Demystifying Spatial Support in SQL Server 2008

Article
10/28/2007

In our last series of posts Zach and I talked about using SQL Server's new FILESTREAM support to store, manage and retrieve media in SQL Server to enable rich user experiences. We've been at it again this week trying to get some traction with the new spatial data types and query semantics in SQL Server 2008. This new functionality makes it possible to integrate location awareness into just about any type of application. What could be more compelling than allowing a user to interact with information that is relevant to locations that they care about, like home, work, school or vacation destinations? This technology has long been the domain of sophisticated GIS applications, but by integrating spatial capabilities into SQL Server 2008, Microsoft is making location awareness available to the average database developer.

Zach has some experience with GIS applications, but I have none at all. So the challenge was whether a couple of database geeks could figure out how to leverage this spatial stuff in an application in a couple of days. I'm happy to say that we made great progress and we'd like to share some of our experiences in hopes that it will demystify the spatial functionality in SQL Server 2008. Rather than regurgitate the same stuff you can read in books online when CTP5 comes out, I'm going to try to focus on some of the key discoveries we made in hopes that it might save you some time.

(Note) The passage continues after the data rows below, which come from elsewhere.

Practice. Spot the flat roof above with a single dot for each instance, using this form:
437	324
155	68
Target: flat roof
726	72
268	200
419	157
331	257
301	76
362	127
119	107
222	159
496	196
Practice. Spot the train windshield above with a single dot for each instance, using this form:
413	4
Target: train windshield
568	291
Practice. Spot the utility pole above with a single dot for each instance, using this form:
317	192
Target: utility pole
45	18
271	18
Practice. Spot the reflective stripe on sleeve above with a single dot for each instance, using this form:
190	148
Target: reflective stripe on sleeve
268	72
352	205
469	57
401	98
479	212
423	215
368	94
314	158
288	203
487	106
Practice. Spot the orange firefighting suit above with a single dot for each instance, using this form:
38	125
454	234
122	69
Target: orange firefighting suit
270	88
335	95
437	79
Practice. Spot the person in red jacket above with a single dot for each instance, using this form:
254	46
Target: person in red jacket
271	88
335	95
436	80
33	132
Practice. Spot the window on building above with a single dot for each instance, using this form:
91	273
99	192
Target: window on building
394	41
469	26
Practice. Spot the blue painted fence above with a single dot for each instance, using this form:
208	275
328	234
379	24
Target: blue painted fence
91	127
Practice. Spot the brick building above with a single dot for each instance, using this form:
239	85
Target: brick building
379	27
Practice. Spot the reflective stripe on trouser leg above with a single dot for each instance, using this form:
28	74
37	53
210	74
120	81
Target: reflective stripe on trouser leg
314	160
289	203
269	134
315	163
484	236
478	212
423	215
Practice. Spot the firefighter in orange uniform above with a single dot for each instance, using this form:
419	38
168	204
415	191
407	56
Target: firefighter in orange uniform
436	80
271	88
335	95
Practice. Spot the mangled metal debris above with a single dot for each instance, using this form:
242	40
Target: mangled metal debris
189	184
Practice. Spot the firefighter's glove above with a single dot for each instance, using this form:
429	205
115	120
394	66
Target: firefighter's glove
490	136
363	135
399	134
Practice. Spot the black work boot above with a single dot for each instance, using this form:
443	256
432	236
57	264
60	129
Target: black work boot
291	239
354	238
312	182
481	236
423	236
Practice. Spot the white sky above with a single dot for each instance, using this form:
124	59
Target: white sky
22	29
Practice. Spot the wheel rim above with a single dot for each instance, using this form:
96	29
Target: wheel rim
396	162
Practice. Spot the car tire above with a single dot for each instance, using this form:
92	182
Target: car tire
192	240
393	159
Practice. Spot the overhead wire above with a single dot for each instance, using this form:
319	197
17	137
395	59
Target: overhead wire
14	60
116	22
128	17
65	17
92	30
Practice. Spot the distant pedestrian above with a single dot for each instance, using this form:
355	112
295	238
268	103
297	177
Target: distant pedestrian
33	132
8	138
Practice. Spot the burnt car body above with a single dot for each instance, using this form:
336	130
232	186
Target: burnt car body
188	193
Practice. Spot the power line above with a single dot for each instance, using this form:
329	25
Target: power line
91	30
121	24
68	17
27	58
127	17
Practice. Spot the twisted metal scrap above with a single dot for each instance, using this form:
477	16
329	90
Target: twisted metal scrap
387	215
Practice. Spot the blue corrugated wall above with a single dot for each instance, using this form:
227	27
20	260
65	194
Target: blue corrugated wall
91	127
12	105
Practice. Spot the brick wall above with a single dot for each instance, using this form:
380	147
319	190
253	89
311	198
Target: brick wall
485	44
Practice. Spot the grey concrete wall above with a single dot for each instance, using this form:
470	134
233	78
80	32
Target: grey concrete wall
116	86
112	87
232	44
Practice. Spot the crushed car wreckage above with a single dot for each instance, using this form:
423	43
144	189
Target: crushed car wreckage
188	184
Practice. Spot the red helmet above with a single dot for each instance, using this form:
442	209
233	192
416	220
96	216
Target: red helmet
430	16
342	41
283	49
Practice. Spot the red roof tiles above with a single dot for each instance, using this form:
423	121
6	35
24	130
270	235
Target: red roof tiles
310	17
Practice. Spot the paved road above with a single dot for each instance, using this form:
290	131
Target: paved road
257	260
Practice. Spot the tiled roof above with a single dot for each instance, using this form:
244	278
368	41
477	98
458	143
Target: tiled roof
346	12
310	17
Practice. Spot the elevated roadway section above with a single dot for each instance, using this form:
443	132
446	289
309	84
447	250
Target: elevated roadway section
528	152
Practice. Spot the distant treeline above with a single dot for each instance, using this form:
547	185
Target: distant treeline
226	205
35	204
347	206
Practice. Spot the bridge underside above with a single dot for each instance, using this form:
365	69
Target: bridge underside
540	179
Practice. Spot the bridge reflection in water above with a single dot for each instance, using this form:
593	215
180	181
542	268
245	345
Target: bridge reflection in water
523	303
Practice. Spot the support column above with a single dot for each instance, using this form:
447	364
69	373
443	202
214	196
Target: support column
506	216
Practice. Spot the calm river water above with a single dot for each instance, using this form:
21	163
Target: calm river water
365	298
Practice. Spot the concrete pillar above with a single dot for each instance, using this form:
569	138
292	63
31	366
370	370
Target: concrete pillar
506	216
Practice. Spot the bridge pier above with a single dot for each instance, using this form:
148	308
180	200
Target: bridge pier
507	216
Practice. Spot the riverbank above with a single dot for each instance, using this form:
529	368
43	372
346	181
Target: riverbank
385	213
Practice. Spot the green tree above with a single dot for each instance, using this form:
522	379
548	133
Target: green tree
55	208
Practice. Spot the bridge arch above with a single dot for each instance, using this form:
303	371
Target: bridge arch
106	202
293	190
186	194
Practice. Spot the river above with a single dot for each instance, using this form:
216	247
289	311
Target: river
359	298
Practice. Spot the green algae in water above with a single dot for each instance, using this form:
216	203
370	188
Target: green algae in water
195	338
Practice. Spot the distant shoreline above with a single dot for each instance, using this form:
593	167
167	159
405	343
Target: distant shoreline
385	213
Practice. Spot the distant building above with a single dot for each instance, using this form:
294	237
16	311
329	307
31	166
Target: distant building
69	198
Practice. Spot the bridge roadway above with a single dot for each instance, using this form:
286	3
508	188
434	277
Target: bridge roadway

The scenario we focused on was "geo-locating" the media we stored in SQL Server 2008 in our previous FILESTREAM sample. By tagging these images and videos with some location information, it's possible to do spatial queries that retrieve all the pictures that were taken in a particular geographic area. There are a ton of cool applications for this kind of functionality, I'll leave it to your imagination to think of some.

I figured a logical place to start was by simply adding a geography column to our eventMedia table like so:

CREATE TABLE [dbo].[eventMedia] (
    [mediaId] [bigint] NOT NULL IDENTITY PRIMARY KEY,
    [mediaKey] [uniqueidentifier] NOT NULL ROWGUIDCOL UNIQUE,
    [title] [nvarchar](256) NOT NULL,
    [dateCreated] [datetime] NOT NULL DEFAULT(GETDATE()),
    [createdBy] [nvarchar](256) NOT NULL,
    [fileName] [nvarchar](256) NOT NULL,
    [contentType] [nvarchar](256) NOT NULL,
    [location] [geography] NOT NULL,
    [binaryFile] [varbinary](max) FILESTREAM DEFAULT(0x));
GO

Next I started thinking about how to get shapes into our new geography column. Turns out it was a whole lot easier than I expected. Under the covers, the geography type is implemented as a UDT. That means geography is not a scalar type like an integer or date, rather its an object with methods and properties. This is a great example of how the .NET Framework Common Language Runtime integration introduced in SQL Server 2005 is now enabling a whole new generation of features and capabilities in SQL Server 2008.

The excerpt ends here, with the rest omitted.